As many of you are aware, the proposed Perris Valley Line Metrolink extension is
being challenged in court with its trial scheduled to start in
January. An opposing organization called Friends of Riverside Hills
filed a lawsuit in August 2011 challenging the
Environmental Impact Report for the rail project, claiming RCTC
failed to adequately detail the noise and pollution impacts of
excavating dirt around the tracks and other aspects of construction. The
case was merited to go to trial
last April. The group represents residents living in the residential
areas near UC Riverside.
To be fair to all parties involved, we live in the United States of
America and we citizens have a right to peacefully organize, freely
participate in robust debates, and challenge each other on issues.
That's a welcomed reality of living
in a free democracy; otherwise The Transit Coalition wouldn't exist.
Friends of Riverside Hills is challenging RCTC fair and square as its
lawsuit has legal merit; that's why the case has been allowed to go to
trial. However, the issue at
stake is a classic example of how a small issue can become a big
judicial problem; a loophole which should be addressed by lawmakers.

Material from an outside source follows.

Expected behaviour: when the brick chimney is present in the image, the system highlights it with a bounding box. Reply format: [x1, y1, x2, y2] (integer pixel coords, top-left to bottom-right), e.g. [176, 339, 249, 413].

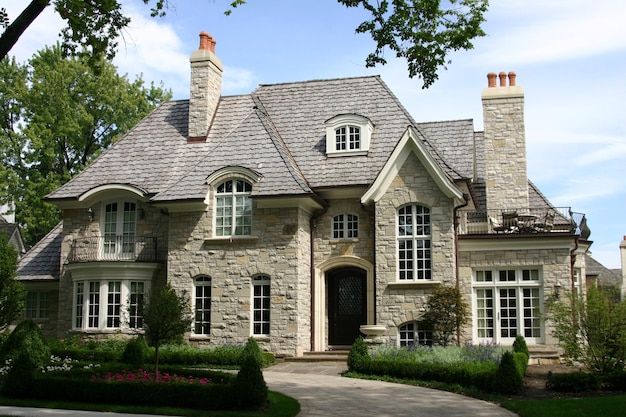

It's a clear fact that moving dirt around and grading sites are basic
steps for just about any major construction or development project, even
those that don't require an EIR. Both the state and the federal
government must consider
revisiting transportation legislation to prevent minor claims like those
addressed by Friends of Riverside Hills from having legal merit in the
future. This will prevent future transit and highway projects from being
mired in unnecessary
expensive litigation which ends up being paid for by local and county
taxpayers. Obviously, there should be written rules, mandates, and
limits to keep dust pollution and noise caused by grading and
construction to a minimum. The law
should state: If the construction contractor violates these terms,
pollutes the air or becomes too noisy, the firm, not the taxpayer, gets
Under the current system, RCTC is mandated to conduct a detailed
analysis on dust and noise pollution caused by transportation
construction. Friends of Riverside Hills found there wasn't enough data
reported in the project's EIR and now
the case is headed to trial. This current system allows for a pure waste
of local transportation resources. Protection against
construction-related dust pollution and noise is absolutely vital and it
can be regulated under better written
state and/or federal law, not litigation. If such provisions were in
place, the Perris Valley Line construction contractor would have been
held more accountable for any construction-related pollution and noise,
RCTC would know which areas
of the corridor would need to be quiet-zone designated, Friends of
Riverside Hills would have ended up with a frivolous case and the
lawsuit against the long-overdue Perris Valley Line would have been
thrown out by any impartial judge. This legal loophole must be closed by
the state and feds, and it needs to be done soon.